3

I am splitting a string using "Python strings split with multiple separators":

import re
DATA = "Hey, you - what are you doing here!?"
print re.findall(r'\w+', DATA)
# Prints ['Hey', 'you', 'what', 'are', 'you', 'doing', 'here']

I want to get a separate list of of what's in between the matched words:

[", ", " - ", " ", " ", " ", " ", "!?"]

How do I do this?

Community
  • 1
  • 1
jedierikb
  • 12,752
  • 22
  • 95
  • 166

3 Answers3

5
print re.findall(r'\W+', DATA)  # note, UPPER-case "W"

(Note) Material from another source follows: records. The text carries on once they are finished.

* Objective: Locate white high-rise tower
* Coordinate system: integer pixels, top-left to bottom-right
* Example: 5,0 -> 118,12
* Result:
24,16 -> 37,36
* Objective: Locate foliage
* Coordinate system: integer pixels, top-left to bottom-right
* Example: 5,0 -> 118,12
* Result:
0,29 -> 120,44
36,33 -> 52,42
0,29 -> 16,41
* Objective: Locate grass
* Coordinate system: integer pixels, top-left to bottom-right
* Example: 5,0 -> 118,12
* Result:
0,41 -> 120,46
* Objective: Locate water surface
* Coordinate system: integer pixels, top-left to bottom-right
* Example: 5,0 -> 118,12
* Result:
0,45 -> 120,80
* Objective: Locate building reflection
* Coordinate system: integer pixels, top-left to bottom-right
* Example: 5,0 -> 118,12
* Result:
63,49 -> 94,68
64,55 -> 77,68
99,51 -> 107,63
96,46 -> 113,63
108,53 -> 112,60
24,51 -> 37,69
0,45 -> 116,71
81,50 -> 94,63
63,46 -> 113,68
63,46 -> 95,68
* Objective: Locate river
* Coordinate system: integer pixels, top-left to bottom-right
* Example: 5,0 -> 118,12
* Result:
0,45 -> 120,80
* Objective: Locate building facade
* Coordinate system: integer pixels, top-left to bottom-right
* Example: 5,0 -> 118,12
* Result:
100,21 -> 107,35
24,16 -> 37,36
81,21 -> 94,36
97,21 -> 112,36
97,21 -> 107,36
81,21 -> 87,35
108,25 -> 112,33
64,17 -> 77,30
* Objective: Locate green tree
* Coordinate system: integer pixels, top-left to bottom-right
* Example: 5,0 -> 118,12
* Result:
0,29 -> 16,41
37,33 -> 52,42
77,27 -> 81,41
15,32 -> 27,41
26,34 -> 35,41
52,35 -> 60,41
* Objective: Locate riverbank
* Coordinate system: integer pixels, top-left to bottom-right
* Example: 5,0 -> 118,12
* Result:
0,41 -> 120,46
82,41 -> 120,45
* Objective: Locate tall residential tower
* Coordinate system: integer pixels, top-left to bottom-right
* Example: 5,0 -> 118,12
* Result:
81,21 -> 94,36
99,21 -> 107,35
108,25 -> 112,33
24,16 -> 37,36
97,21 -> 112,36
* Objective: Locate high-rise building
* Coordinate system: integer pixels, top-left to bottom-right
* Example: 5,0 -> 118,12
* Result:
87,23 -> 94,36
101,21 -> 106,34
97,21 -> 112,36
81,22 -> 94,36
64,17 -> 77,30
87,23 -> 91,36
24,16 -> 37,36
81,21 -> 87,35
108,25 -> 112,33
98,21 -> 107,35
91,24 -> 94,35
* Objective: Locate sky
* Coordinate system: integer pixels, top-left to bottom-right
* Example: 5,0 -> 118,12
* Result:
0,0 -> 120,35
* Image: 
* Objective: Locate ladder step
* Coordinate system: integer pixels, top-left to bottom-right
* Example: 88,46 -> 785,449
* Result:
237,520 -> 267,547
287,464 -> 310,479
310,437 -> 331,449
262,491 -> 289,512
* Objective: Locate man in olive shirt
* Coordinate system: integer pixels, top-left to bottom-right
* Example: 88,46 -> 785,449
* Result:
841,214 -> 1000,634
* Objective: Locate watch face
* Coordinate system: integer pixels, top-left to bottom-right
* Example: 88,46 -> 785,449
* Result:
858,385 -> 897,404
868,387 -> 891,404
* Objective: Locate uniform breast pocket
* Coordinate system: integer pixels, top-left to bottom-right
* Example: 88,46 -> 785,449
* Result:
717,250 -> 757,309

yields the list you are looking for:

[', ', ' - ', ' ', ' ', ' ', ' ', '!?']

I used \W+ rather than \w+ which negates the character class you were using.

   \w  Matches word characters, i.e., letters, digits, and underscores.
   \W  Matches non-word characters, i.e., the negated version of \w

This Regular Expression Reference Sheet might be helpful in selecting the best character classes/meta characters for your regular expression searches/matches. Also, see this tutorial for more information (esp the reference section toward the bottom of the page)

Levon
  • 138,105
  • 33
  • 200
  • 191
3

How about using the complementary regex to \w, \W? Also, instead of getting a separate list, it's probably more efficient to get it all at once. (Although of course it depends what you intend to do with it.)

>>> re.findall(r'(\w+)(\W+)', DATA)
[('Hey', ', '), ('you', ' - '), ('what', ' '), ('are', ' '), ('you', ' '), ('doing', ' '), ('here', '!?')]

If you really want separate lists, just zip it:

>>> zip(*re.findall(r'(\w+)(\W+)', DATA))
[('Hey', 'you', 'what', 'are', 'you', 'doing', 'here'), (', ', ' - ', ' ', ' ', ' ', ' ', '!?')]
kojiro
  • 74,557
  • 19
  • 143
  • 201
0

re.split

import re
DATA = "Hey, you - what are you doing here!?"
print re.split(r'\w+', DATA)
#prints ['', ', ', ' - ', ' ', ' ', ' ', ' ', '!?']

You might also want to filter out empty strings to match what you asked for exactly.

Steven
  • 61
  • 3